Each week, Consolidated Credit searches for financial research that can help you deal with your debt and budget. This week…
The interesting study
Walt Disney once said, “A man should never neglect his family for business.” But what about neglecting the business of family? A fascinating new study from TD Ameritrade tallies up just how much Americans spend on their adult children and aging parents.
The big result
All told, this country will spend a jaw-dropping $630 billion this year on supporting adult children and aging parents. How much is that? Well, all the credit card debt in the nation currently stands at $856 billion.
According to TD Ameritrade, 22 percent of Americans are spending an average of $12,000 a year on their adult children, their aging parents, or both.
The fascinating details
They say love is blind. That may be the case here. Many of those family members who are the “Financial Supporters” – that’s TD Ameritrade’s term for them – say the extra expenses aren’t burdening their budgets.
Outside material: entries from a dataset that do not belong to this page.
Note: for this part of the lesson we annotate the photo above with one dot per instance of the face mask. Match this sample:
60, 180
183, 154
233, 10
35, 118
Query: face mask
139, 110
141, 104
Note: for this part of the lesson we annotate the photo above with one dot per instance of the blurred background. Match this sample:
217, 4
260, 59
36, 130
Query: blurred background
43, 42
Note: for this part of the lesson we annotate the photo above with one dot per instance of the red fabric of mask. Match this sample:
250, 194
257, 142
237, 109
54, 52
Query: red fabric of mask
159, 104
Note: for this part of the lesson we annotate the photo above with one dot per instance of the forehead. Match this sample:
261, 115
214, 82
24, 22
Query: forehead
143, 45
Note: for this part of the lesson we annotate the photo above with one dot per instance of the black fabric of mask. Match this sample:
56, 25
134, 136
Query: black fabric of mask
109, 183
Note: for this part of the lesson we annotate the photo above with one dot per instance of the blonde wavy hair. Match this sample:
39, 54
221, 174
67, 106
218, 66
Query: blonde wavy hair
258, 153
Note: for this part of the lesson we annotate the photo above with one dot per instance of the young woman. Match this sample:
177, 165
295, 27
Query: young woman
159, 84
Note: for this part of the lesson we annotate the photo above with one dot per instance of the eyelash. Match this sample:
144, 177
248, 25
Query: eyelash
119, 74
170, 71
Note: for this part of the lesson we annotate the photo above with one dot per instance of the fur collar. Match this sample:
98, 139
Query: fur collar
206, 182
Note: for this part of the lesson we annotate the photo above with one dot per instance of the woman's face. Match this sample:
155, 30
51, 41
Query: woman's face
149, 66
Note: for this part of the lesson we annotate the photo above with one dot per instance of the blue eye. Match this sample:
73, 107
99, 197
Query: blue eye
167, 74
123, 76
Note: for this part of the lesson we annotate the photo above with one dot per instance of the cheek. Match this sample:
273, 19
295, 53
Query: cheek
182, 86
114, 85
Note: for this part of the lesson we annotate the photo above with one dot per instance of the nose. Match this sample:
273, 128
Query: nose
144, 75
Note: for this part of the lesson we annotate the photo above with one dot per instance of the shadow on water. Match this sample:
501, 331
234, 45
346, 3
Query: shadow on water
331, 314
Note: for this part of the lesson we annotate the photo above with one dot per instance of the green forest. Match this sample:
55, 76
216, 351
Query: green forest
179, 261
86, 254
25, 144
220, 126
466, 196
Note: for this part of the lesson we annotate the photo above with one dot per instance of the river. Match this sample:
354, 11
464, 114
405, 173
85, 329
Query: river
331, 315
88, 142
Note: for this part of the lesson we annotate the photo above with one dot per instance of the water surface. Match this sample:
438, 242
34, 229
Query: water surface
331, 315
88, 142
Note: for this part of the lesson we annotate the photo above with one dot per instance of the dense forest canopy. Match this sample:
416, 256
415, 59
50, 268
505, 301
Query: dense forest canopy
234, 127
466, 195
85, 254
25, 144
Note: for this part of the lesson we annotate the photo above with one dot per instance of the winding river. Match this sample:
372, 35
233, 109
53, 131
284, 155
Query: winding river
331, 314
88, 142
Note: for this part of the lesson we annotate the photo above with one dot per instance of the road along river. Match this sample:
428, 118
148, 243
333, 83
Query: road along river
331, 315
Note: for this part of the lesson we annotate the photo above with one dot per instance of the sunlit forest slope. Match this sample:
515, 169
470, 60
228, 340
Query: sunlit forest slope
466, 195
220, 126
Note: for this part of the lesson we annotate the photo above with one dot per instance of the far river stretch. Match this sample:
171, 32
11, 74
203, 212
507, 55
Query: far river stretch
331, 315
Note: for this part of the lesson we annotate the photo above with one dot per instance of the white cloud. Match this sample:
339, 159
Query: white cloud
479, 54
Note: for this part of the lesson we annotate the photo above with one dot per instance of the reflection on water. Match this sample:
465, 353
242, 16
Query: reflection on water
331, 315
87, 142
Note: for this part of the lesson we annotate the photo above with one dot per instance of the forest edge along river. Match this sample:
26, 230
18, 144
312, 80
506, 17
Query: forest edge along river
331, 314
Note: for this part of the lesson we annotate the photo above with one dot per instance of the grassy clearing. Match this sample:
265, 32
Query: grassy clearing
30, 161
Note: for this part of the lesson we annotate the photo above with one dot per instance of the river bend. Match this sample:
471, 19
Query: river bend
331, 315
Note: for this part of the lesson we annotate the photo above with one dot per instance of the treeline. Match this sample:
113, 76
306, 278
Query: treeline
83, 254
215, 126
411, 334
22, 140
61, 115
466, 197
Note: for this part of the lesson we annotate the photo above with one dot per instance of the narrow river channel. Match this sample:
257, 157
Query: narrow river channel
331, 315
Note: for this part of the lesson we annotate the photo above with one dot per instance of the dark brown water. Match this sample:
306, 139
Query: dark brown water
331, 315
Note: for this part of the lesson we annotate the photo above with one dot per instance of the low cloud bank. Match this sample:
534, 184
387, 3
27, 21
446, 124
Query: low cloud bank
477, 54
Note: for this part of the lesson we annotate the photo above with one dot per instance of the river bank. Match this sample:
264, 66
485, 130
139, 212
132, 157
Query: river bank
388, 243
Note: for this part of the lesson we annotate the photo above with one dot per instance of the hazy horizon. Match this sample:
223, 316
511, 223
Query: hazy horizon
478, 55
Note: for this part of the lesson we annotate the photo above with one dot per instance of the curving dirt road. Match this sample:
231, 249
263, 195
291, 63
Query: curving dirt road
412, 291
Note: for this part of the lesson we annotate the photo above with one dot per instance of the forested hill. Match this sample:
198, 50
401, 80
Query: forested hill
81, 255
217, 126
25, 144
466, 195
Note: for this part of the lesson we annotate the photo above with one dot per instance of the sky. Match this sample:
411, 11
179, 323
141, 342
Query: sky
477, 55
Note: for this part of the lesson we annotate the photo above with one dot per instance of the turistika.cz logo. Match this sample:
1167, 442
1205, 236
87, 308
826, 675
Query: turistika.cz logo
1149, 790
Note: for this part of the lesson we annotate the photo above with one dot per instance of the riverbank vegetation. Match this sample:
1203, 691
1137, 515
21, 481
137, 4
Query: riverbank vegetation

“Only 22 percent say they needed to use their savings to provide financial help,” the study says, “while 30 percent made small sacrifices and lived more frugally.”
Yet the study concludes…
Financial Supporters hold almost $100,000 in debt on average: $22,000 in unpaid credit card balances, personal lines of credit, or personal or student loans, and $75,000 in mortgage debt.
What you can do
Interestingly, these financial situations just seem to happen, without any planning – and even worse, without any discussion.
The study adds…
79 percent have not discussed financial support of others with a financial professional, and only half (49 percent) have discussed it with the person whom they support.
So the first crucial piece of advice is to simply talk about the issue. For starters, Financial Supporters need to sit with their adult children or aging parents and create a budget.
Secondly, Financial Supporters shouldn’t go it alone. They should talk to a debt professional.
“Supporting adult children is one of the major root causes of credit card debt that I’ve seen in my nearly three decades helping people achieve financial freedom,” says Gary Herman, president of Consolidated Credit. “The financial burden of trying to support more than one household – or even just the burden caused by boomerang kids moving back into the home – is often too much for even the most stable budget to handle.”